“什么消息?”
霍去病说道:“国师说,她之后会想办法打探出伊稚斜的踪迹,然后想办法接近他。”
刘彻闻言,便沉吟下来。难道沈乐妮此番突然消失,就是为了接近伊稚斜?她……想做什么?
就在这时,一直安顺垂首立着未动的归生忽然从腰际取出一块叠好的白布,置于双手掌心向上呈上,一边禀道:“陛下,这是一份简易的右谷蠡王部舆图,上面标注着右谷蠡王部各部位置,还有通往右谷蠡王部王庭所在的凉城的几条捷径。”

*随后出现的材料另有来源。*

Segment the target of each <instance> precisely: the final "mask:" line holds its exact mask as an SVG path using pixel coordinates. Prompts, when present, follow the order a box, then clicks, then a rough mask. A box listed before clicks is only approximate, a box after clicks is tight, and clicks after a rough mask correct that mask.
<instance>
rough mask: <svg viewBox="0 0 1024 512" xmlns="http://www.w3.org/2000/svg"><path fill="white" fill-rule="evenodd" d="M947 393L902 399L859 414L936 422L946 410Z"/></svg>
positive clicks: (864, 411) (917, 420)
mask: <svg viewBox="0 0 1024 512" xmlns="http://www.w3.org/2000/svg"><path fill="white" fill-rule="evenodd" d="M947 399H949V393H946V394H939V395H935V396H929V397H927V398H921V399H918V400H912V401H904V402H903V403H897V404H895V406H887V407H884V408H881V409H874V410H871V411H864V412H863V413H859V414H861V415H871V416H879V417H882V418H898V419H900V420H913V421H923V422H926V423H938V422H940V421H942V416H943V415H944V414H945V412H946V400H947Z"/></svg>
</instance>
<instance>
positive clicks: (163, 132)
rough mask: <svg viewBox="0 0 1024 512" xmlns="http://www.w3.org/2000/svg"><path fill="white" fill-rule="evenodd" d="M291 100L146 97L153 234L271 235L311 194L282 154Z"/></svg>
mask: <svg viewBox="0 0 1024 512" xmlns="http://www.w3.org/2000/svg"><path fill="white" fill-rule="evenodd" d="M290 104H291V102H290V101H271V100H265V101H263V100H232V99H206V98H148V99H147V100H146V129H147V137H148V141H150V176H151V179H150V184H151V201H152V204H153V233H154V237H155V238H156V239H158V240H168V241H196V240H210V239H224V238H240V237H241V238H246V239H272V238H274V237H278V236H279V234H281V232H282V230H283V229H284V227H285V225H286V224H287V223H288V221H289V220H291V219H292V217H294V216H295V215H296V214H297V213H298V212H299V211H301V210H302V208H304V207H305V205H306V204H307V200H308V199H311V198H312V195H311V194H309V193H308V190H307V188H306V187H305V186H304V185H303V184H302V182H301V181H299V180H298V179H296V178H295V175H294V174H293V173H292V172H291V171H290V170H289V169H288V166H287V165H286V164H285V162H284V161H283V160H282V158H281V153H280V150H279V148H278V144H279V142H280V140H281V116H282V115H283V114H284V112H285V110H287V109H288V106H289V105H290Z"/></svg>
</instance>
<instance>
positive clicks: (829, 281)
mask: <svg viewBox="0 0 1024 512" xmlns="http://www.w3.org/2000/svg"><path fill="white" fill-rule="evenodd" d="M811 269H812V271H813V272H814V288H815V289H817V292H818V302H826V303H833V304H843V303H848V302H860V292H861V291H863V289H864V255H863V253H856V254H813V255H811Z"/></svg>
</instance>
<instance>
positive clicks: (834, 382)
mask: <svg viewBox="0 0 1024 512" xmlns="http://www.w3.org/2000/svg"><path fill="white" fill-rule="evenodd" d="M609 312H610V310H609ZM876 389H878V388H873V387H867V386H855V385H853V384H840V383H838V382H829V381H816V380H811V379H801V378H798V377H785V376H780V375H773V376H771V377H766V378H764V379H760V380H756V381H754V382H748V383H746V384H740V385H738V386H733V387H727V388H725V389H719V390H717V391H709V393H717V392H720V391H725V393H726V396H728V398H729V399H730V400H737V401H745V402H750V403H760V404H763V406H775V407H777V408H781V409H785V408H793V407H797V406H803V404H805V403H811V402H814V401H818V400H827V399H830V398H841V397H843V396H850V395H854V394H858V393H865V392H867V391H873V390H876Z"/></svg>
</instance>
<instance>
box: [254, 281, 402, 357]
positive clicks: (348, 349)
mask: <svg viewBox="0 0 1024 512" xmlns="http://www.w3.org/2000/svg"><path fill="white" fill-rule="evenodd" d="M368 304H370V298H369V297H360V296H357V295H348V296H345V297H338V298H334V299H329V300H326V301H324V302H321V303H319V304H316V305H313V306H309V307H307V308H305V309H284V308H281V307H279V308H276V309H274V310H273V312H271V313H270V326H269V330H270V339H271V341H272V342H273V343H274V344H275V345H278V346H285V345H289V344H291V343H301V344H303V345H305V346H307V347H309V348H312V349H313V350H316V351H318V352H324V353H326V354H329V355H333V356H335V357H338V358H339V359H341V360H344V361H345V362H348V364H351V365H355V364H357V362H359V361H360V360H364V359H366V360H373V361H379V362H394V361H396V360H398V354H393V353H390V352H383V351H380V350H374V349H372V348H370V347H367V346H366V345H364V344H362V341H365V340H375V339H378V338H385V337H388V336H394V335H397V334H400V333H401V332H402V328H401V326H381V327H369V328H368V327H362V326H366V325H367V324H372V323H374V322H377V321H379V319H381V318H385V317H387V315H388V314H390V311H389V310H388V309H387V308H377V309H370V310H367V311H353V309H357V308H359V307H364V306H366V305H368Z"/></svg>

刘彻二人心中一惊,他立即看向霍去病,后者会意,从归生手里取过白布,上前呈给了御案后的刘彻。
刘彻将其打开,铺放在御案上,一边仔细钻研地看着,一边问归生道:“谁给你的?”
“是右谷蠡王部王太子。”归生回禀:“他是汉人的儿子,又与国师相处了近两年,与国师相互信任。小人能成功回到大汉并且摆脱匈奴的监看,也是有王太子的相助。他和其母,对国师多有帮助。”
刘彻没有说话,似乎沉浸在了钻研那舆图中。
霍去病等不及地请命:“陛下,臣请带领大军,再次前往大漠,将国师救回!”
归生听了旁边人的话,忽然对刘彻说道:“陛下,国师说过,若是大汉要去救她,但国师不希望冠军侯也亲自冒险去救她,不然若是冠军侯出事,国师她也会有性命之危。”
霍去病知道归生要对刘彻说这些,但他的神情自始自终却极为坚定固执,不改一分。
他是一定要去的,右谷蠡王部远在漠北之西,只有他擅长远程奔袭。如此重要的事,事干她的安危,交给任何一个人,哪怕是他的亲舅舅,他也不放心。